È un film che parla di “dinastie di sangue interrotte”, in una società dove i giovani si allontanano sempre più tardi dalla casa materna. Figli che per questioni economiche o pratiche e vivono con genitori anziani senza speranza o possibilità di costruire una loro famiglia, con i genitori che invano li richiamano più volte a sposarsi risultando a loro il più delle volte fastidiosi, quasi ipocriti. 

È un film di persone senza futuro è che per questo arriva anche a parlarci di malattia e morte, come unica conseguenza, sgradita quanto spesso ingiusta nei tempi. 

La scienza c’è e può fare la sua parte, ma in fondo la scienza, come la austera e “irrisolta” dottoressa Lamberti della Rodanicich (anche lei “quarantenne senza futuro) spesso si limita a tirare i dadi. Tutto diventa un assurdo calcolo costi-benefici, e avviene all’insaputa dei diretti interessanti. 

Il problema di “chi getti dalla torre” ingabbia i due fratelli in una situazione senza uscita, in una negatività dalla quale riesce a salvarsi, forse, solo il cavallo: l’unico personaggio  che fugge o per lo meno crede di poter fuggire. 


Insieme ai bravi Edoardo Pesce e Vanessa Scalera lo spettatore invece non sa davvero dove sbattere la testa contro il muro.

Il dramma minuto dopo minuto scava e si fa sempre più terribile, fino a che diventa palese che Dall’alto di una fredda torre è un vero e proprio horror, dove Thanatos prende a pugni fortissimi Eros.
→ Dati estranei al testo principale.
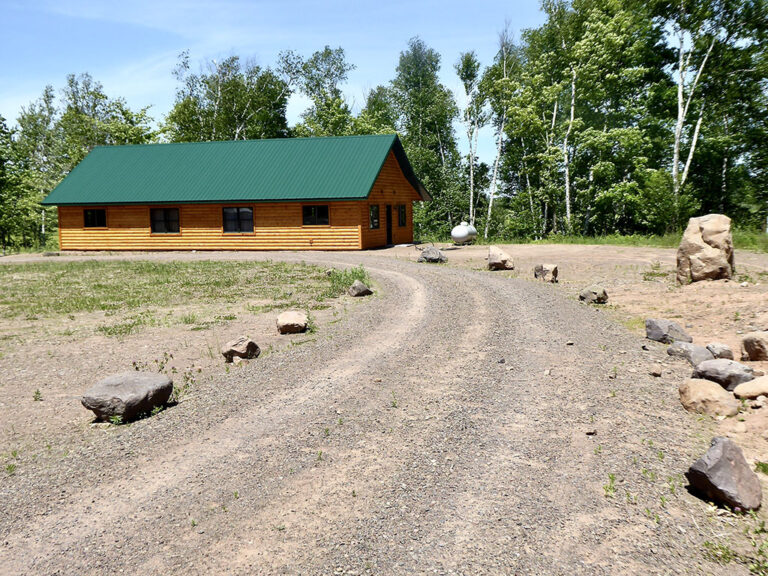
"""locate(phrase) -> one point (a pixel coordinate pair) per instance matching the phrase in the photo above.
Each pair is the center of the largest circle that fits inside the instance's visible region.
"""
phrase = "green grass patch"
(341, 280)
(65, 288)
(755, 240)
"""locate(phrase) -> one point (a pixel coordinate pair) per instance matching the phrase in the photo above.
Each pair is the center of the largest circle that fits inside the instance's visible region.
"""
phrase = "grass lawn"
(53, 289)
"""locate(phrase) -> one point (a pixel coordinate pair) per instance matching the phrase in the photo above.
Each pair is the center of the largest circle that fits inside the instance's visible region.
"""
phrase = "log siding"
(276, 225)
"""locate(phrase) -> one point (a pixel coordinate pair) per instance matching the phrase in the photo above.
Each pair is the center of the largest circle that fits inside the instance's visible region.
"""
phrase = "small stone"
(292, 322)
(707, 397)
(359, 289)
(665, 331)
(242, 348)
(432, 255)
(754, 346)
(499, 260)
(691, 352)
(727, 373)
(719, 350)
(594, 294)
(546, 272)
(723, 476)
(752, 389)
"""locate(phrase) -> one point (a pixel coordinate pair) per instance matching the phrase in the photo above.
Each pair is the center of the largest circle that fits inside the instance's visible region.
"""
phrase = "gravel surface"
(457, 422)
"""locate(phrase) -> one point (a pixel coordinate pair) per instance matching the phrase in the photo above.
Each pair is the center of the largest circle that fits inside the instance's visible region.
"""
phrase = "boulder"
(292, 322)
(691, 352)
(707, 397)
(665, 331)
(241, 348)
(752, 389)
(432, 255)
(754, 346)
(719, 350)
(727, 373)
(499, 260)
(359, 289)
(723, 476)
(594, 294)
(546, 272)
(706, 250)
(127, 395)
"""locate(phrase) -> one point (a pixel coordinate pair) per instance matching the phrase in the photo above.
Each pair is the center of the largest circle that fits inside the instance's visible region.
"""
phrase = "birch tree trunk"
(566, 156)
(494, 178)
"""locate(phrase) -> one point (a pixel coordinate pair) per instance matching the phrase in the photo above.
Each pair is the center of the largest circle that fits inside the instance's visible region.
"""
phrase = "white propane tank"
(463, 233)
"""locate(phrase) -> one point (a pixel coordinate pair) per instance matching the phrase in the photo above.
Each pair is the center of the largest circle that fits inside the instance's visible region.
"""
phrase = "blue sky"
(132, 46)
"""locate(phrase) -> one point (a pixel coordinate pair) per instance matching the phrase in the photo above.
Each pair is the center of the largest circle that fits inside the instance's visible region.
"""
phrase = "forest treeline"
(614, 116)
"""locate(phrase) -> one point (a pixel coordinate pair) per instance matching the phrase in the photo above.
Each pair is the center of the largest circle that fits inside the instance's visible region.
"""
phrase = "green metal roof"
(287, 169)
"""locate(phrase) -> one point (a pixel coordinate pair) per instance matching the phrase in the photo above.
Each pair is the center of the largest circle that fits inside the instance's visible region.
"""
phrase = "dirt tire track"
(447, 459)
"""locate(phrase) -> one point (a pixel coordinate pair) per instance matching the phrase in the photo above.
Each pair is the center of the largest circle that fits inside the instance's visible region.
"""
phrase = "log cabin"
(336, 193)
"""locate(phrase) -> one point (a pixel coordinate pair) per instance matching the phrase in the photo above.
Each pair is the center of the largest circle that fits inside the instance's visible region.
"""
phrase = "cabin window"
(238, 220)
(373, 216)
(164, 220)
(95, 218)
(315, 215)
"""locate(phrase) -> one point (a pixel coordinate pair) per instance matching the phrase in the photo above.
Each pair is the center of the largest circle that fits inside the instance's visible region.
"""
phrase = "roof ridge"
(285, 139)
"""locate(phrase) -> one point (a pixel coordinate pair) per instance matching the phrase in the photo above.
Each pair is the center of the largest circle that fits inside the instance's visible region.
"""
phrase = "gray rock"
(240, 348)
(723, 476)
(665, 331)
(359, 289)
(499, 260)
(727, 373)
(432, 255)
(546, 272)
(594, 294)
(292, 322)
(754, 346)
(752, 389)
(707, 397)
(720, 350)
(706, 250)
(127, 395)
(691, 352)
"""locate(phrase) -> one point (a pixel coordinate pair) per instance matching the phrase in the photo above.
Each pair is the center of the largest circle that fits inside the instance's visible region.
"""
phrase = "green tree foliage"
(227, 101)
(50, 138)
(320, 77)
(424, 114)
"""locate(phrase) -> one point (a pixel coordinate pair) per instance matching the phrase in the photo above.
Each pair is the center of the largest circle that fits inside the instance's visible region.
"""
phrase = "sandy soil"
(458, 422)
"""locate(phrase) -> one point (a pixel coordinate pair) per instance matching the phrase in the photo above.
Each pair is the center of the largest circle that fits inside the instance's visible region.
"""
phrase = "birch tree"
(474, 115)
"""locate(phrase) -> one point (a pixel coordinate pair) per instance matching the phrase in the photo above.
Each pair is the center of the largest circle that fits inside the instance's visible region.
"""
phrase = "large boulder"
(720, 350)
(727, 373)
(665, 331)
(754, 346)
(545, 272)
(594, 294)
(752, 389)
(707, 397)
(127, 395)
(292, 322)
(691, 352)
(359, 289)
(432, 255)
(706, 250)
(499, 260)
(723, 476)
(241, 348)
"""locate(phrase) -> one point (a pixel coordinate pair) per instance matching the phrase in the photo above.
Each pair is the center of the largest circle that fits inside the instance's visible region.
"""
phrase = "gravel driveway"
(458, 422)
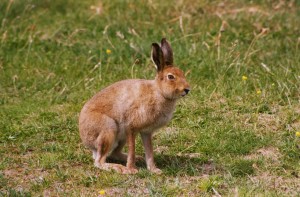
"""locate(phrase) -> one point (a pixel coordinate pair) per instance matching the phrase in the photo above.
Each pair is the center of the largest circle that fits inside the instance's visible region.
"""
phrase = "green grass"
(228, 136)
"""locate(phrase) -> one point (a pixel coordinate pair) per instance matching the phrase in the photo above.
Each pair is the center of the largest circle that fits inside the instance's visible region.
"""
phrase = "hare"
(120, 111)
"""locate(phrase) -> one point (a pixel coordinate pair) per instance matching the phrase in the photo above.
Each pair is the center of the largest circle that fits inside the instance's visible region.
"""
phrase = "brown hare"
(119, 112)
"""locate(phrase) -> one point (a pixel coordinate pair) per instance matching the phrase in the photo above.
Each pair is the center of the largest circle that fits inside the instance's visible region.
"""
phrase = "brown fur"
(119, 112)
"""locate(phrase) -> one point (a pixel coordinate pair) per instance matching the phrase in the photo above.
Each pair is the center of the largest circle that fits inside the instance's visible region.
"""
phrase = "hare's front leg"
(147, 141)
(131, 153)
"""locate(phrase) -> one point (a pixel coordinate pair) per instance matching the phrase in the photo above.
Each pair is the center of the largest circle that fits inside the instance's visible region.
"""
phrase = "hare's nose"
(186, 91)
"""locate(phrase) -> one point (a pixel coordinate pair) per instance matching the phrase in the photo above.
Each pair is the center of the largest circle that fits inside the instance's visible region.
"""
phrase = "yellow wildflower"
(108, 51)
(102, 192)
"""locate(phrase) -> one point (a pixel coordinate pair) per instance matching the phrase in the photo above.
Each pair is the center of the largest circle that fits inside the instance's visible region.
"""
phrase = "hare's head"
(170, 79)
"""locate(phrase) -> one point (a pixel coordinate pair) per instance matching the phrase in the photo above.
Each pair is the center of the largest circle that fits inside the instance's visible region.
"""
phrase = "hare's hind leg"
(104, 143)
(103, 146)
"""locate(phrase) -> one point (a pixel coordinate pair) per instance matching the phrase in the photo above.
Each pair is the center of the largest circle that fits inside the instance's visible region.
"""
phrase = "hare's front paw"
(128, 170)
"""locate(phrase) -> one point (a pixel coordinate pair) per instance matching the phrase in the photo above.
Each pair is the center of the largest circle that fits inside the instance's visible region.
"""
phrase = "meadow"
(235, 134)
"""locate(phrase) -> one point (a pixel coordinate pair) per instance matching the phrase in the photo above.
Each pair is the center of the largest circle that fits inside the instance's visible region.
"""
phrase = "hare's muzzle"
(185, 92)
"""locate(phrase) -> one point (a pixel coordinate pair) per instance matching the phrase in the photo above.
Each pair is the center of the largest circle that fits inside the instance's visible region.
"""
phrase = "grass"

Forse perché di questi tempi Eros non è abbastanza forte da ribellarsi.

Ad ogni modo, se l’estate significa calura questo film sa offrire brividi continui per svariate ore. Aspettate la giornata più calda e afosa e dirigetevi in sala a guardare Dall’alto di una fredda torre. Può funzionare meglio di un Pinguino Delonghi.

Francesco Frangipane confeziona un thriller psicologico spietatissimo, concitato e benedetto da una coppia di straordinari attori disposti a contorcersi di rabbia e lacrime per almeno 90 minuti. La messa in scena è di stampo molto teatrale, non tradendo la sua originaria natura di spettacolo scritto per il pubblico da Filippo Gili, che qui ne cura anche la sceneggiatura. Tuttavia la bravura e le dinamiche accorate dei due protagonisti, unite alla forte potenza simbolica del tema, ne fanno una pellicola molto movimentata, veloce e dalla quale non si riesce a staccarsi fino al finale.